11th Feb 2023Salt Spring Island, British Columbia, Canada, will see its first large-scale compost facility built next summer. The province of British Columbia announced on February 2 that it would provide nearly $170,000 in funding for the project, helping the island reach its climate-action goals for the year.
The province will assist in funding the project through the CleanBC Organic Infrastructure and Collection Program. The new composting facility will be built on Burgoyne Valley Community Farm, a land managed and owned by Farmland Trust.
Salt Spring’s Abattoir and food companies will work together with the facility to compost various organic waste from the region’s businesses.
Previously, organic waste from these institutions was transported off the island to be processed by other composting facilities. This transportation wasted time and added costs to Salt Spring Island’s climate-action efforts.
“This investment will help reduce Salt Spring Island’s carbon footprint, transform its food waste into productive agricultural soil, and support a strong, local economy and food security.”
George Heyman, Minister of Environment and Climate Change Strategy
Project details and concerns
The project’s total cost is estimated at around $310,000, which will be funded through the province’s investment and Salt Spring Island’s Capital Regional District (CRD) team.
Furthermore, the federal government added $100,000 from gas taxes and $40,000 from their Agriculture Canada project.
The new composting facility will work on a rotating drum system. It is expected to compost over 100 tonnes of organic material from Salt Spring Island’s community gardens, abattoirs, restaurants, and grocers.
Project manager Kevin Chipperfield recently claimed that the facility will be able to produce over 200 cubic meters of compost in one year. The amount will be enough to fulfill the Salt Spring community’s garden and crop needs, as the region currently ships around 100 tonnes of compost from outside sources every year.
Chipperfield also addressed some concerns that the facility might disturb surrounding areas, reassuring that it would not leave heavy odors due to its rolling-drum mechanism. The drum will be sealed, and the constant movement will prevent smells from sulfur or other materials to remain in the air.
Sustainability and self-sufficiency
Representatives from Farmland Trust also emphasized the facility’s importance to Salt Spring Island’s climate sustainability goals. Farmland Trust co-chair Sheila Dobie credited residents’ cooperation and action to the project’s success.

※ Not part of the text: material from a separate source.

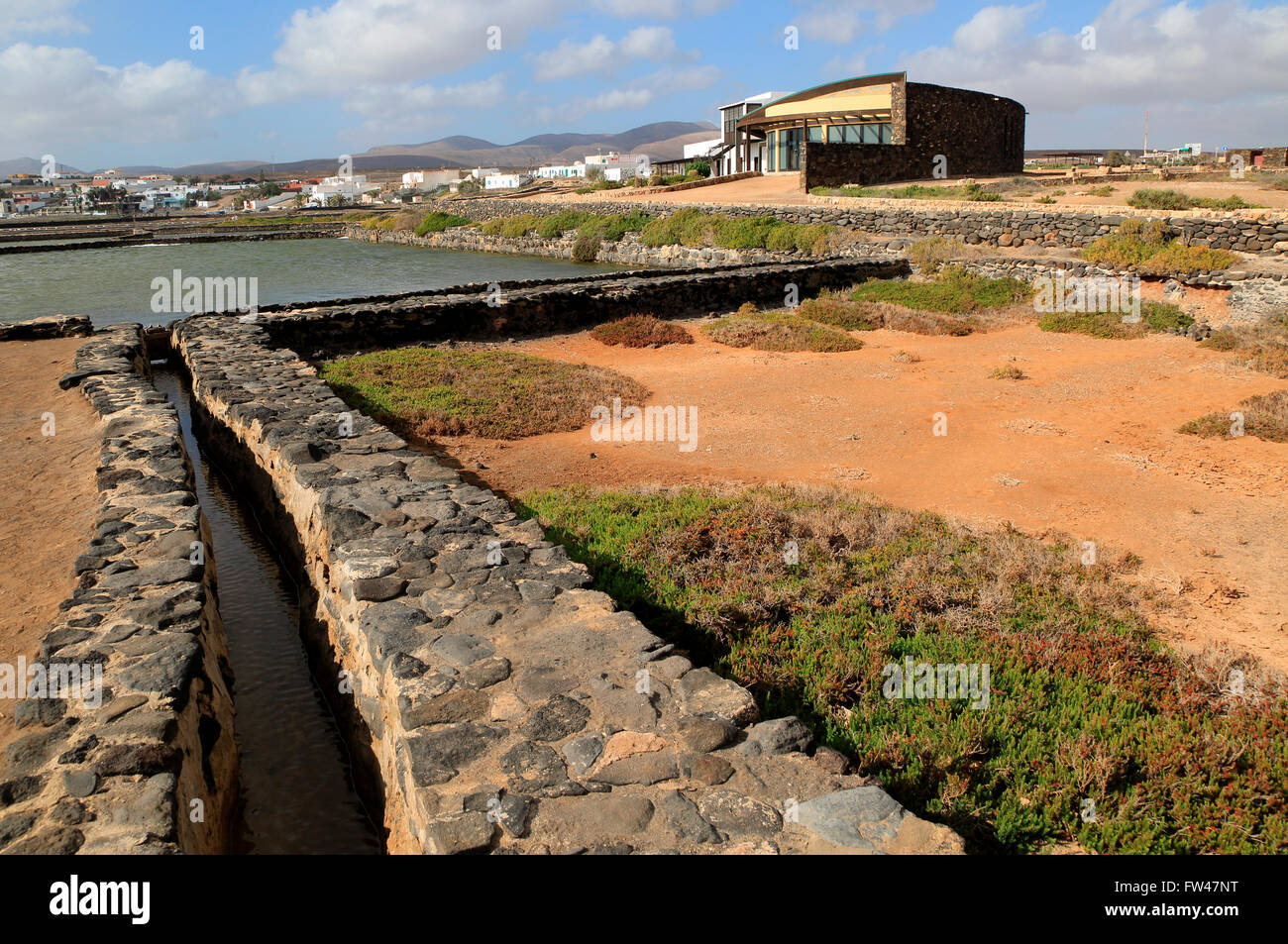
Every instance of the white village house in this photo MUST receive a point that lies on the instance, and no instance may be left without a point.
(619, 167)
(505, 181)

Salt Spring Island’s CRD electoral director Gary Holman also expressed his hopes that the project will help Salt Spring residents in the future.
“Most of the greenhouse gas emissions from our landfills come from organic waste that was improperly disposed of,” Holman said.
“The new compost system will help prevent this from happening and move the district as a whole closer to our climate-action goals.”
Gary Holman, Salt Spring Island’s CRD electoral director
Chipperfield agreed with the representatives’ estimations. The project manager also reassured the composting facility’s contribution to the island’s independence from outside composting facilities or sources.
“It’s all part of a self-sufficiency strategy for the Island to grow crops and feed the people of Salt Spring,” Chipperfield said.
The project will collaborate with businesses across Salt Spring Island to achieve sustainability and self-sufficiency efforts. Some notable contributors include Country Grocer, which plans to use the facility to process its vegetable waste into materials that can be sold in Salt Spring stores.
Other institutions, like the local hospital and various schools, also plan to utilize the facility’s services. Once the facility has been properly established, Holman remarks that it will try to process other waste in the region, reducing future composting costs.